Jakub Matulka i Damian Syty mają za sobą bardzo udany sezon! Polska załoga zdominowała cykl Rajdowych Samochodowych Mistrzostw Polski w sezonie 2025. Wygrali oni trzy rundy, a podczas pozostałych rajdów stawali oni na drugim miejscu podium.
Rajdowy Mistrz Polski udzielił wywiadu naszej redakcji podczas Gali Sportu Samochodowego PZM 2025. Zapraszamy do lektury!
Tomasz Kubiak (rallypl.com): To był fenomenalny sezon w Twoim wykonaniu. Pierwsze pytanie, jakie się po nim nasuwa – to co dalej?
Jakub Matulka: No tak, to był świetny sezon dla nas – i w Mistrzostwach Polski, i w Mistrzostwach Europy, gdzie, myślę, nabraliśmy bardzo dużo prędkości. Na pewno priorytetem w przyszłym roku będzie kontynuowanie kampanii europejskiej, żeby nadal się rozwijać, zwiększać swoje kompetencje, zwiększać doświadczenie, zwiększać taką świadomość jazdy. Ściganie się z bardzo dobrymi załogami bardzo nas rozwijało w tym roku i rozwinie w przyszłym.
Ale oczywiście, jakie będą nasze możliwości finansowe i organizacyjne – jeszcze tego nie jestem pewny. Wygląda to wszystko jednak obiecująco.

TK: Mistrzostwa Europy wyglądają momentami trochę jak Mistrzostwa Polski. Miko Marczyk przeciera szlaki, mamy też młodych polskich zawodników. To chyba też pomaga – łatwiej Ci wejść, gdy widzisz, że Polacy mogą zdobywać sukcesy?

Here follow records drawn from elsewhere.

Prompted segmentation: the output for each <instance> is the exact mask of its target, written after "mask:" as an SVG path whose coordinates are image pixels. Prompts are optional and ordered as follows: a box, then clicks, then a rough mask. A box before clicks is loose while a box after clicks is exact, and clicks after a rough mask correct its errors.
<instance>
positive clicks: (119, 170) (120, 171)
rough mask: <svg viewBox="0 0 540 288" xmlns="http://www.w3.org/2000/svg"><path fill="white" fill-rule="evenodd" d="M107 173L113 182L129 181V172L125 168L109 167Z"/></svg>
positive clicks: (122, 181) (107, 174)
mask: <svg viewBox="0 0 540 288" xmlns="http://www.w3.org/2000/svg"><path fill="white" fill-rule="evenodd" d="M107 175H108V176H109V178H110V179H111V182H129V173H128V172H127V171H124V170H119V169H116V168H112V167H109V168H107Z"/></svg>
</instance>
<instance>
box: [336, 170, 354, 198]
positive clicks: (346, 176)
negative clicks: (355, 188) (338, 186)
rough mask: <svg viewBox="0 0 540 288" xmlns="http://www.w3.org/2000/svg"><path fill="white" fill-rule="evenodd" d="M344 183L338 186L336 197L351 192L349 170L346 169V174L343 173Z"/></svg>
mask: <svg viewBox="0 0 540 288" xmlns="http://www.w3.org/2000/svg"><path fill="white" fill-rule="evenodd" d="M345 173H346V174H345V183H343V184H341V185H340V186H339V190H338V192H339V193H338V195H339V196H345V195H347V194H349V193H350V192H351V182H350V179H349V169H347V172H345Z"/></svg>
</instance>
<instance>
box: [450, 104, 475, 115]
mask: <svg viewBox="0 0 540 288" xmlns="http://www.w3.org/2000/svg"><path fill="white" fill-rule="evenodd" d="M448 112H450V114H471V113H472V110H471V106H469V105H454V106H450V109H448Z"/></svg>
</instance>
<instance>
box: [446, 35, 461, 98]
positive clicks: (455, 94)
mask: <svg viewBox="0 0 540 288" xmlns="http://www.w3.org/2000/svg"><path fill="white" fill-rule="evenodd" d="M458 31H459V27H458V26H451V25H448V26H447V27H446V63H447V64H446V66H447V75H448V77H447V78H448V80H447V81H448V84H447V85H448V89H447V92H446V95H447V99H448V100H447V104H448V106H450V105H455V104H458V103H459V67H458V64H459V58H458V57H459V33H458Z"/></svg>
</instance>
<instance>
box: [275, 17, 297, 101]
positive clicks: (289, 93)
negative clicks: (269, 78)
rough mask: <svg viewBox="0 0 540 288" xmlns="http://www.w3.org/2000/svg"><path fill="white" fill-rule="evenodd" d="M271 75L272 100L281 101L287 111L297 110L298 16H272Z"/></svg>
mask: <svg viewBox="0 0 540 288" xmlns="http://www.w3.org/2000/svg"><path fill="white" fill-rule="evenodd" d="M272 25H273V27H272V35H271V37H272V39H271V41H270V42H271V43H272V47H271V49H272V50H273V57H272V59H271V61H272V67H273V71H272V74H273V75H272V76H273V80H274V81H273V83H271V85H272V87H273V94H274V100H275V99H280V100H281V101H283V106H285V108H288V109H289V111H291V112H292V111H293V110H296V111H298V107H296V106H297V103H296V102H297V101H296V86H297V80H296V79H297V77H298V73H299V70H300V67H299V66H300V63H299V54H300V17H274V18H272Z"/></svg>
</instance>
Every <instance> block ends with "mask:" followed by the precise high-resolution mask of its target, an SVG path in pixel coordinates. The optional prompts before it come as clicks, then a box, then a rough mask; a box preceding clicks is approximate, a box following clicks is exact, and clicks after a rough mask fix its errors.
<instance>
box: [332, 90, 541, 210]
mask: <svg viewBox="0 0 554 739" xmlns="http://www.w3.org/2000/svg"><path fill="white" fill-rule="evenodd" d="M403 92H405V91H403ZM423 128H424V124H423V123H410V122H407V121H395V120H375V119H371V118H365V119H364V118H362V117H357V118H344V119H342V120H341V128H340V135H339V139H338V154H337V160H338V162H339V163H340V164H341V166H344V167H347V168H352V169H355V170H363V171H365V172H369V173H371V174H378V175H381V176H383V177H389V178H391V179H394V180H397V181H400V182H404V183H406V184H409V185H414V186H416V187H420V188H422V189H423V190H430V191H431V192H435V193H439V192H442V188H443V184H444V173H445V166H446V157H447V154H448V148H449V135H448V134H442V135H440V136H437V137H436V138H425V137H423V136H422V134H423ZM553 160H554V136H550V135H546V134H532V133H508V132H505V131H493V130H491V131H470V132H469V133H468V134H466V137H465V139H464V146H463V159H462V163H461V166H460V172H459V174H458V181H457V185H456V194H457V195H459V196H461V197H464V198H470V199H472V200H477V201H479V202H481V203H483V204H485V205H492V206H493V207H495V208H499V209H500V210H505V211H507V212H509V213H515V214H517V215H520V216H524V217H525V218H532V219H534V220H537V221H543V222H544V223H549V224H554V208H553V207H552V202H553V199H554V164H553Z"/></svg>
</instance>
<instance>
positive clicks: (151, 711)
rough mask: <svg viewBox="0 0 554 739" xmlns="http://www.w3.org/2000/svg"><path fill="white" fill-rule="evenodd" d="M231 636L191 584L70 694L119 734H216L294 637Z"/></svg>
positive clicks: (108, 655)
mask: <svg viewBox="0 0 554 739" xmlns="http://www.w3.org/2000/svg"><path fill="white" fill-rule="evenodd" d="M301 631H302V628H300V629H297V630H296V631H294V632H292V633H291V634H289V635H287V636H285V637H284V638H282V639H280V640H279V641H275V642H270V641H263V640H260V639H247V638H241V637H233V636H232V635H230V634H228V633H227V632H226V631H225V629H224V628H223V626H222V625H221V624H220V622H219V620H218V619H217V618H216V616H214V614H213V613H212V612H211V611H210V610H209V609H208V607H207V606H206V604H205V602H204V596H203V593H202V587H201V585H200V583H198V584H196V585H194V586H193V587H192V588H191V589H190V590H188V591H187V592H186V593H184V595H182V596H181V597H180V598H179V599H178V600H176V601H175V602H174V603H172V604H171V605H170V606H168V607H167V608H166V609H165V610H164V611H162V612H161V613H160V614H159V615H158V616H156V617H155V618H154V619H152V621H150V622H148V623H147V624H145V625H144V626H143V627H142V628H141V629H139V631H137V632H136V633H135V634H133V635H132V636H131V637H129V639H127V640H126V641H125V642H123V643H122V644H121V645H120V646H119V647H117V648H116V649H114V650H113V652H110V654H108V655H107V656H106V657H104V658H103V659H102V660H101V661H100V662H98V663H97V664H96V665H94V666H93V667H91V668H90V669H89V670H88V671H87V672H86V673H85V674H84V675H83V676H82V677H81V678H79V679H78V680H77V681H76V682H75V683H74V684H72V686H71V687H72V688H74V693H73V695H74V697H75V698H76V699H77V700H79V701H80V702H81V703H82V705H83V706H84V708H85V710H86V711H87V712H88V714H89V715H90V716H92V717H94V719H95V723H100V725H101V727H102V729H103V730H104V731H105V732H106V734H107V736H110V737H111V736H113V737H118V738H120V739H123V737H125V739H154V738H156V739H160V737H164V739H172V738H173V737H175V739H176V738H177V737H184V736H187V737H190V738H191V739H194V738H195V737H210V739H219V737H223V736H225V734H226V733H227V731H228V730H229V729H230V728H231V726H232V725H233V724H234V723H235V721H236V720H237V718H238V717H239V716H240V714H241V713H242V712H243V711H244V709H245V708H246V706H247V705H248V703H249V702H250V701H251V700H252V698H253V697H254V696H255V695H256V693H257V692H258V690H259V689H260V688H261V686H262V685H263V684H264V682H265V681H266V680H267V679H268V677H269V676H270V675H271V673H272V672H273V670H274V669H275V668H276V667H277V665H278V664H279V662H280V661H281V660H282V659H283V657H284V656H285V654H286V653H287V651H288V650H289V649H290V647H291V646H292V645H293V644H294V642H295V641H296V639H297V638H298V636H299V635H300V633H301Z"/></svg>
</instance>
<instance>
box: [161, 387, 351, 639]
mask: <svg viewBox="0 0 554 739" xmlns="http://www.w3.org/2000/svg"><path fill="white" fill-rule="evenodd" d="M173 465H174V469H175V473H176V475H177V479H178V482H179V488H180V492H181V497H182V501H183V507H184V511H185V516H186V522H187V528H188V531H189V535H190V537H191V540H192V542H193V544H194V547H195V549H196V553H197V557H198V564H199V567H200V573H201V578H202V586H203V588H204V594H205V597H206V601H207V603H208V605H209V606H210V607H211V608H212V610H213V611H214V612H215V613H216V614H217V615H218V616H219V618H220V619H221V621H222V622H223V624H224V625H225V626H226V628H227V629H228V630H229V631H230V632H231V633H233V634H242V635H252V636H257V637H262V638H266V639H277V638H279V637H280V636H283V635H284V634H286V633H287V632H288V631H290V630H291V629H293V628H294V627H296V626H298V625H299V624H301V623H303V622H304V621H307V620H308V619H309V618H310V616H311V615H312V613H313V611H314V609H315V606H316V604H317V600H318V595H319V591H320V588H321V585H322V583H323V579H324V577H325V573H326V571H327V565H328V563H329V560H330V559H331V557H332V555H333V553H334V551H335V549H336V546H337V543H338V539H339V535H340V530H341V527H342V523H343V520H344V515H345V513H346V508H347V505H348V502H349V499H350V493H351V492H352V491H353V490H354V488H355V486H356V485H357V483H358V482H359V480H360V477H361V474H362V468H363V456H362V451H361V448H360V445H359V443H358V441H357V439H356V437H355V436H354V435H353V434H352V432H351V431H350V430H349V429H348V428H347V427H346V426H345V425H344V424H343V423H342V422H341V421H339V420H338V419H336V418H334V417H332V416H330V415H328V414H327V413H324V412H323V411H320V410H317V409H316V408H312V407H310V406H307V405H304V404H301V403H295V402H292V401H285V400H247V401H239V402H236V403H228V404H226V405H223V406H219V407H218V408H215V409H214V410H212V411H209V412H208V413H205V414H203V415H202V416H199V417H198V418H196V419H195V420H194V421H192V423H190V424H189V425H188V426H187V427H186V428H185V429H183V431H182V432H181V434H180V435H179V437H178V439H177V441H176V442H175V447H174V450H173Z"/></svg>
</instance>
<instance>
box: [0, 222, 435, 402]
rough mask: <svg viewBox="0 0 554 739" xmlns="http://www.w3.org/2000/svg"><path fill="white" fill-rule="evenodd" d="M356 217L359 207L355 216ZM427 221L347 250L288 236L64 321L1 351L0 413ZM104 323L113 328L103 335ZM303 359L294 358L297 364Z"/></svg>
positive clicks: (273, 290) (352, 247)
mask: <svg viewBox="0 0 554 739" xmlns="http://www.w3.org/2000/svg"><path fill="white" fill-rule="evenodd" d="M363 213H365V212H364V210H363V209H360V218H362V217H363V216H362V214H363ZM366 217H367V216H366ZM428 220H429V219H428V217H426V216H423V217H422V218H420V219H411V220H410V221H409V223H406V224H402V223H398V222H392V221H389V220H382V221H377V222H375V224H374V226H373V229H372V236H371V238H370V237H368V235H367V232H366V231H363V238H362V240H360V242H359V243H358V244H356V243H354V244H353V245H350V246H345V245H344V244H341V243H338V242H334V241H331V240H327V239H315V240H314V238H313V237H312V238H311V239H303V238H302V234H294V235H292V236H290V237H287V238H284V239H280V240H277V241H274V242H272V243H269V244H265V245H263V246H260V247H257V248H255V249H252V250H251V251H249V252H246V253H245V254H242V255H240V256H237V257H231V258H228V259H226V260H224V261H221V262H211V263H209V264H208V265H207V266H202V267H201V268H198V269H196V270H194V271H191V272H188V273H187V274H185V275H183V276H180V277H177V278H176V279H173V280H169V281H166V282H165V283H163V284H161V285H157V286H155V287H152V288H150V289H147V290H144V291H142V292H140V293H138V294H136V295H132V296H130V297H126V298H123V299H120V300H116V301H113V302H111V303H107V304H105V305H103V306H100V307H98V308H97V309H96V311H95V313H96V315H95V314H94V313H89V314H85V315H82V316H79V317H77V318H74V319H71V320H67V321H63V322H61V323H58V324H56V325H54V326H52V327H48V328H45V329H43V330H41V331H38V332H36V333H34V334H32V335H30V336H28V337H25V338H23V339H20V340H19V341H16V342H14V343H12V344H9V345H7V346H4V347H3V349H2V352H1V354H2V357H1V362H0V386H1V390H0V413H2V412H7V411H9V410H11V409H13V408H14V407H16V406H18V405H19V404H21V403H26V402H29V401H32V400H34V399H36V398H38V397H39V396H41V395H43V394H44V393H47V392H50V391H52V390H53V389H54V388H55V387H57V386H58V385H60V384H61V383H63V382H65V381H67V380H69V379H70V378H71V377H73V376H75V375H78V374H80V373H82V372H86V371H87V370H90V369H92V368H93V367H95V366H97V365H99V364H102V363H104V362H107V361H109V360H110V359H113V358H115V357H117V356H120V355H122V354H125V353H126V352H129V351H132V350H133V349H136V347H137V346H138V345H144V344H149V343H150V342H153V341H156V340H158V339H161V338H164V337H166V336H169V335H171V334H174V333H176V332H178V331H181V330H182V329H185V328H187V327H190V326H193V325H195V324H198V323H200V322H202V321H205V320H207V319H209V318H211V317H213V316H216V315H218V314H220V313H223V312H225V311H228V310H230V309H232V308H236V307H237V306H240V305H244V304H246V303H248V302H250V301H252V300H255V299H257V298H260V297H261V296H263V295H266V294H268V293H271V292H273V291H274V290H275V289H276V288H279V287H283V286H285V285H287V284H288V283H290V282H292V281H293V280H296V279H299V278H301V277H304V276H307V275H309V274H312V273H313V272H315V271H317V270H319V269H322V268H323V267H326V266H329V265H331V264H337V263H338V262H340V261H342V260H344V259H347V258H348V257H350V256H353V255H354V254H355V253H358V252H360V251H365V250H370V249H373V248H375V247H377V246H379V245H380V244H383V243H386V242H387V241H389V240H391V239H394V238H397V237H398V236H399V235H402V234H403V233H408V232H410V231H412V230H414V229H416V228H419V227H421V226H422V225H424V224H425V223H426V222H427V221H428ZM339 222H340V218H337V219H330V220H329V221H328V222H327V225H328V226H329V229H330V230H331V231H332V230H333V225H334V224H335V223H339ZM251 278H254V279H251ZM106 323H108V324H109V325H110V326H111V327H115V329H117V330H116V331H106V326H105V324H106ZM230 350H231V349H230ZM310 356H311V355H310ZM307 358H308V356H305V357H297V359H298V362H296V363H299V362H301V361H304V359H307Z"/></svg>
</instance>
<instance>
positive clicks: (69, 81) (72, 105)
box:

JM: Oczywiście. Ja pamiętam, jak Kajetan zdobywał trzy tytuły. Ogólnie polscy kierowcy są mocno nagrodzeni w Mistrzostwach Europy – mieliśmy sporo sukcesów. No i tak, to jest przetarty szlak. Szlak, który uważam, że działa. Myślę, że to jest dobra droga: być Mistrzem Polski, następnie przejść do Mistrzostw Europy, a potem potencjalnie do Mistrzostw Świata. Także droga przetarta – i nią podążam.
Zobacz też: Asfalt górą! Poznaliśmy kalendarz RSMP na rok 2026
TK: Mistrzostwa Polski w przyszłym roku tylko asfaltowe. Myślisz, że to dobra zmiana? Trochę upodabnia nas do innych europejskich cykli, ale też zabraknie tej różnorodności.
JM: Oczywiście. Ja bardzo lubię różną nawierzchnię, szuter… Bardzo lubię Rajd Polski w Mikołajkach. Wiem, że teraz Rajd Polski jest na Śląsku i z tego też się bardzo cieszę, ale szkoda, że nie mamy rajdów asfaltowych i szutrowych w przyszłym roku.
Ale jeśli miałby to być tylko pojedynczy start na szutrze, to rozumiem niechęć niektórych załóg, żeby robić go dla jednego rajdu. Pamiętam sezon 2023, kiedy mieliśmy Rajd Polski na Mazurach i oprócz tego Rajd Podlaski. To były już dwie rundy. A gdyby jeszcze doszła runda wyjazdowa, na przykład na Litwie – trzy rundy szutrowe, do tego cztery asfaltowe – to byłoby super.
Ale jest jak jest. Myślę, że nawet pełny cykl asfaltowy będzie bardzo fajny, bo uważam, że rajdy w Polsce są bardzo różnorodne, dają wiele przyjemności i po prostu są bardzo fajne.